What did Pence do? About as much as he could as this point, from Washington, anyway: call Ghani and convey his hopes for a peaceful transition in Balkh, Reuters writes.
Said Afghan War Commander, Gen. John Nicholson: “We respect and support all Afghans and we hope, of course, internal political resolutions will occur so that we can move forward… If this is sorted out, this is a big win because it demonstrates to all Afghans that differences can be resolved non-violently through a political process.” More from the Washington Post, here.

Sen. McCain asks President Trump to stop attacking the press. “While administration officials often condemn violence against reporters abroad, Trump continues his unrelenting attacks on the integrity of American journalists and news outlets. This has provided cover for repressive regimes to follow suit,” the Arizona Republican wrote Tuesday in a Washington Post oped. “We cannot afford to abdicate America’s long-standing role as the defender of human rights and democratic principles throughout the world.”
ICYMI: Within weeks of Trump’s inauguration, Defense One’s exec editor Kevin Baron similarly suggested that the new president more carefully measure his words.  “It’s politics when a candidate disparages ‘the media.’ But it’s potentially dangerous when the commander in chief tells U.S. troops not to trust the reporters who cover them.” Read that, here.

For something completely different: Here’s a new report on “the components of the Libyan jihad, including country-by-country statistics on fighters,” via jihadi scholar Aaron Zelin of the Washington Institute.  

And speaking of foreign terrorists: DHS and DOJ put out select bits of data from a report on immigration and terrorism. “The 11-page report, parts of which were confusing and in some respects misleading, highlighted cases in which immigrants were linked to terrorism plots after being admitted to the country as part of the diversity visa lottery, or because they were related to American citizens or legal residents,” The New York Times reported.
Worth noting, part 1: “President Trump added to the confusion by writing on Twitter that the report ‘shows that nearly 3 in 4 individuals convicted of terrorism-related charges are foreign-born.’”
However, the Times writes, “The report actually concluded that three out of four individuals convicted of ‘international’ terrorism or terrorism-related charges were foreign-born.”
Worth noting, part 2: Statistics provided by admin officials “included cases — a senior administration official who insisted on anonymity to detail the report could not say how many — in which foreigners were extradited to the United States to face trial. That means they did not, in fact, enter the country ‘through our immigration system,’ as the White House fact sheet asserted.” More to that story, here.
The totals also exclude domestic terrorists such as Dylann Roof, the white supremacist who opened fire in a black church in 2015. "I think they are doing everything they can to justify the Muslim ban, and the unfortunate part of this is the backing away from the homegrown terrorist suspect ... and how to prevent it," Karen Greenberg, director of the Center on National Security at the Fordham University School of Law, told NBC News.
NBC adds: “In Congressional testimony in July, Seamus Hughes, deputy director of the Program on Extremism at The George Washington University, said ‘the vast majority’ of so-called homegrown extremists who have been radicalized on U.S. soil are U.S. citizens or permanent residents.” Read on, here.
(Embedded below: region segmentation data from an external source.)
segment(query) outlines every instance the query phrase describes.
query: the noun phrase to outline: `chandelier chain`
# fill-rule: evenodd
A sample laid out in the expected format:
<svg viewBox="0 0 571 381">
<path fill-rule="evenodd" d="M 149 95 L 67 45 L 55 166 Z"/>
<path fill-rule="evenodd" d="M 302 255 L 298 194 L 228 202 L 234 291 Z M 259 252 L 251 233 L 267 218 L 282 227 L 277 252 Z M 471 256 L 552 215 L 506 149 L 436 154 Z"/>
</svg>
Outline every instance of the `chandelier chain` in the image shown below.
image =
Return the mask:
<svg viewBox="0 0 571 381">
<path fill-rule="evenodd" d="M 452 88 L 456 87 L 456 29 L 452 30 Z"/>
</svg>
And finally today: Take a ride on the world’s longest and fastest urban zip line, skimming above a marina in Dubai.
Then pivot over to this story about how the U.S. Army has a bobsled team. On Sunday, 10th Special Forces Group Sgt. First Class Nathan Weber was named "as one of 12 athletes who will comprise the men’s bobsled teams at PyeongChang, South Korea, in the Olympic Games next month," Military Times reports.